Trainable ML model for invoice extraction - Pipeline failed

Hello All / @alexcabuz & @Lahiru.Fernando

I’m working on a use case where I want to extract data from Invoice using Document understanding and ML model so that I can retrain it.

I have attached the use case of extracting the invoice here.
ML (3.2 MB)

I have generated the set of files needed for training through the Train Extractor Scope and ML extractor trainer. Now, I have got access to Insider program and got the Data Labeling.

Now I have uploaded the same in Data Labeling and created a new data set, created regular fields and tried to export to AI fabric.

Then I have created a pipeline for both Train and Evaluation Pipeline.
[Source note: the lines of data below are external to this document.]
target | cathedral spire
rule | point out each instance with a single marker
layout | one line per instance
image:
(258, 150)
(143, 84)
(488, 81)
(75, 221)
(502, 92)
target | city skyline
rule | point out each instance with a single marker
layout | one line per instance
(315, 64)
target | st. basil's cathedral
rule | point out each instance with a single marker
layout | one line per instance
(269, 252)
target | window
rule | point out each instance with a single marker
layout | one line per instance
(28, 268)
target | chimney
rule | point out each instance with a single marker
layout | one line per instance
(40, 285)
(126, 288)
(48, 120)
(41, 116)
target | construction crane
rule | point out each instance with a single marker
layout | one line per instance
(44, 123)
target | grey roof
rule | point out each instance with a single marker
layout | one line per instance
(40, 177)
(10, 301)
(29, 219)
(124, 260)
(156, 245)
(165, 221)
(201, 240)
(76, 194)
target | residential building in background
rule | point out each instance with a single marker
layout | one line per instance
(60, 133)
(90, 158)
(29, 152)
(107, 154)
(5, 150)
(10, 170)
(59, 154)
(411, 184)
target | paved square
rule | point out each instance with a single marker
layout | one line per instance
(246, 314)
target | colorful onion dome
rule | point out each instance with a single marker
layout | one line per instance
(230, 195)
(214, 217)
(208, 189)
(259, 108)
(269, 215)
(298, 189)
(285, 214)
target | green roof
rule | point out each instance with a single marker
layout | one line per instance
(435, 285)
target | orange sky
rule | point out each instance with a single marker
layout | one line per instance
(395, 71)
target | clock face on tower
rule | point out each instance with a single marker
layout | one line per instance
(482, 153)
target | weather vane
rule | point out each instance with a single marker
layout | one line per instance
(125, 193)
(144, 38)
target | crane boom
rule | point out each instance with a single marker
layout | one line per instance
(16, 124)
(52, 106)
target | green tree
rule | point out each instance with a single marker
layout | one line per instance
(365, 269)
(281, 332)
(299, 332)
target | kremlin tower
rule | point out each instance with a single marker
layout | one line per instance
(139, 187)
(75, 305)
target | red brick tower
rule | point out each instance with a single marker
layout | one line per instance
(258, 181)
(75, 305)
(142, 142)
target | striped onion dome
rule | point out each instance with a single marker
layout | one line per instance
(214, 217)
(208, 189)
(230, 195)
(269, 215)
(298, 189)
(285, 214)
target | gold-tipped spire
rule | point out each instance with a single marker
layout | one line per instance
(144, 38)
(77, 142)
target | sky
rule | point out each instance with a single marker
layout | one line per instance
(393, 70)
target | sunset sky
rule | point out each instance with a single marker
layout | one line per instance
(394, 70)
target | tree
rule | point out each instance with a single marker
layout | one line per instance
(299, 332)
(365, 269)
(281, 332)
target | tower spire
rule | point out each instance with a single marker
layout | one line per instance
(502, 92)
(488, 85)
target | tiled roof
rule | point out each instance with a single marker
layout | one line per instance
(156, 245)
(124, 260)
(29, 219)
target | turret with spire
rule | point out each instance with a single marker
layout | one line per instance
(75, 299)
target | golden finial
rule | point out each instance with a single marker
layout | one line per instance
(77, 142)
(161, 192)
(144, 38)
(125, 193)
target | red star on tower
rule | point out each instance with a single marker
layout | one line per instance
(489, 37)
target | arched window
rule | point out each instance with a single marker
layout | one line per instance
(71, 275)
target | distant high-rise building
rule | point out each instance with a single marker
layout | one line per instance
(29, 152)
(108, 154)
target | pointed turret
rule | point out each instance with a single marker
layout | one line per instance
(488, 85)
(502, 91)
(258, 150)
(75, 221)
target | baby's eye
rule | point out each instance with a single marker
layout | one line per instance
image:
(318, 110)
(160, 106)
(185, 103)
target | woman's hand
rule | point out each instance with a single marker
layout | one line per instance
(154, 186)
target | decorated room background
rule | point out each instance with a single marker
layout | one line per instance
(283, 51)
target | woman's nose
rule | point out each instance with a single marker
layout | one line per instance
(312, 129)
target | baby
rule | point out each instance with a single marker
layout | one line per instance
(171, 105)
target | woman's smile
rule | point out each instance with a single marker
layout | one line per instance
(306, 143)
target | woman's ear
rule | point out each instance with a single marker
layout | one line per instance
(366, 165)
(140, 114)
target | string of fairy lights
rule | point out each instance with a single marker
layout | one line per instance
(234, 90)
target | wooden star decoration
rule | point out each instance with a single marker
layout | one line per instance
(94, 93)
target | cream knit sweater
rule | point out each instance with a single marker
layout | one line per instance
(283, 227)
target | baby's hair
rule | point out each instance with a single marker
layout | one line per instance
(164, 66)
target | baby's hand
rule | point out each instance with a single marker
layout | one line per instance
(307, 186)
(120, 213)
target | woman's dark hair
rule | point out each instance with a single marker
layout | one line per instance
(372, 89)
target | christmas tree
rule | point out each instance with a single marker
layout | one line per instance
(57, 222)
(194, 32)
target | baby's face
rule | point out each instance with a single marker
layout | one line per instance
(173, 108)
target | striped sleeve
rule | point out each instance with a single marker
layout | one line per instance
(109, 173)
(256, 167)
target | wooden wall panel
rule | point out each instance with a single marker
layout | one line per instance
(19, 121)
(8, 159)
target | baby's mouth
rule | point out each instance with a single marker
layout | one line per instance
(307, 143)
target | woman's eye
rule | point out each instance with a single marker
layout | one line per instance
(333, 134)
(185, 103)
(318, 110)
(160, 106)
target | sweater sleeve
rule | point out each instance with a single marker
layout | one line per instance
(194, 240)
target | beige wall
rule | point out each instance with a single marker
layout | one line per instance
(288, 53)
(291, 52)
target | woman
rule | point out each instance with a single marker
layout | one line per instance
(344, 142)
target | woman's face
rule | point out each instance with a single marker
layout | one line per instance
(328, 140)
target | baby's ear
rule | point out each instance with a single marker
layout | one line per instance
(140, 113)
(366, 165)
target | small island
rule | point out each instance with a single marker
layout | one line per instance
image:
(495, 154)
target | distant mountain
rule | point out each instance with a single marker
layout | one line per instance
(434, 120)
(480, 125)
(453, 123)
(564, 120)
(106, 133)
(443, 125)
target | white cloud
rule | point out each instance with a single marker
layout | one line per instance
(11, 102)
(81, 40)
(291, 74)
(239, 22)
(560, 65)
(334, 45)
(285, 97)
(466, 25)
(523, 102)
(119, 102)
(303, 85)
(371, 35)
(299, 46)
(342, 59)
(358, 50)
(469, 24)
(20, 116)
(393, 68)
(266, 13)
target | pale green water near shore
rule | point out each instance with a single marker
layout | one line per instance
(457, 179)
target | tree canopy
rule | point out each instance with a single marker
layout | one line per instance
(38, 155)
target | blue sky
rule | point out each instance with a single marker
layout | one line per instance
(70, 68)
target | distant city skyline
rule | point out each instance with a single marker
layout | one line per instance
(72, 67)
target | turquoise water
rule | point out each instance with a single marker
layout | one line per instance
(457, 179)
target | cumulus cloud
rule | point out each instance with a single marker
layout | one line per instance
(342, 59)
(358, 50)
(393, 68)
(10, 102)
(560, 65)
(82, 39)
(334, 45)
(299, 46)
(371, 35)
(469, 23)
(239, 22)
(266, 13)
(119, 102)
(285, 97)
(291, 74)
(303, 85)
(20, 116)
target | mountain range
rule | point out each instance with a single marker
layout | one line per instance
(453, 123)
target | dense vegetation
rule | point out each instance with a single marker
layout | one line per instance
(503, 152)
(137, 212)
Unfortunately, I both pipeline was failed due to some error which I’m not sure what to do next. I have attached both the logs below:

2e67d5f1-47e4-492c-8715-5847f51ef9fc.docx (14.0 KB)

Can you help me what I’m missing here?

Hello @Arun_Singh

First, ML Extractor Trainer data is for Fine Tuning of models, not for training. Fine tuning means you need to have a model already (trained using data labelled in Data Manager) and you use the ML Extractor Trainer data to fine tune it.

Second, it looks like your pipeline is not pointed at the right folder. The input folder needs to contain these 4 things: 2 folders called images and latest, and 2 files called split.csv and schema.json. Can you make sure this is the case and try again?

Let me know how it goes,

Hello Alex,

1st, thanks for the information you have provided and it was very helpful to understand the concept. Now I have few issues and many question.

Download the schema for the invoices using Data Manager as you said 1st and trained the ML model in pipeline and it was successful. When I ran the process using the trained model, I can see the confidence level has been increase to 99% from 75% for 3 certain fields. For the 4 field items, (product name which I have purchased) from the invoice even after I have trained the model using Data Manager it is not predicting the items purchased when I ran it through UiPath.

So using ML extractor trainer data I have extracted the data which have 3 folder:

  1. documents - have all the input invoices in pdf format
  2. metadata - have all the json files for the input files
  3. predictions - No data

I have compressed this and upload the folder in Data manager and it shows the items highlighted correctly. Now I have downloaded the file from Data manager and used this file (The input folder needs to contain these 4 things: 2 folders called images and latest, and 2 files called split.csv and schema.json.) to retrain the previously trained model.

So in Pipelines: created a new pipeline and choose the ML model, major version as 5 (Invoices India ML model) & minor version as 1 (Previously it was 0) and started the training for which I’m getting an error. I have attached the logs below.e12fd44a-3c19-4513-bffb-e3a9163cd8fd.txt (54.7 KB)

  1. How can I train my ML model again using the data from ML extractor trainer data?
  2. How to use evaluate and full pipeline run for this scenario to get the confidence level?

Kindly help me in solving these hurdles.

First, as described on this Documentation page, the training requires at least 20-30 samples to give some meaningful results, and only if the documents are low diversity, if they are all from same template: UiPath Document Understanding

In your case it looks like you have different layouts, so you might need more. The same page describes data volumes you should expect for high diversity documents, i.e. dozens, hundreds or thousands of layouts.

Second, you should always train on the minor version 0, i.e. the OOB model provided by UiPath. Do not retrain a model that you have previously trained yourself, that will give poor results. See the warning callout called Retraining on top of previously trained models on this same documentation page.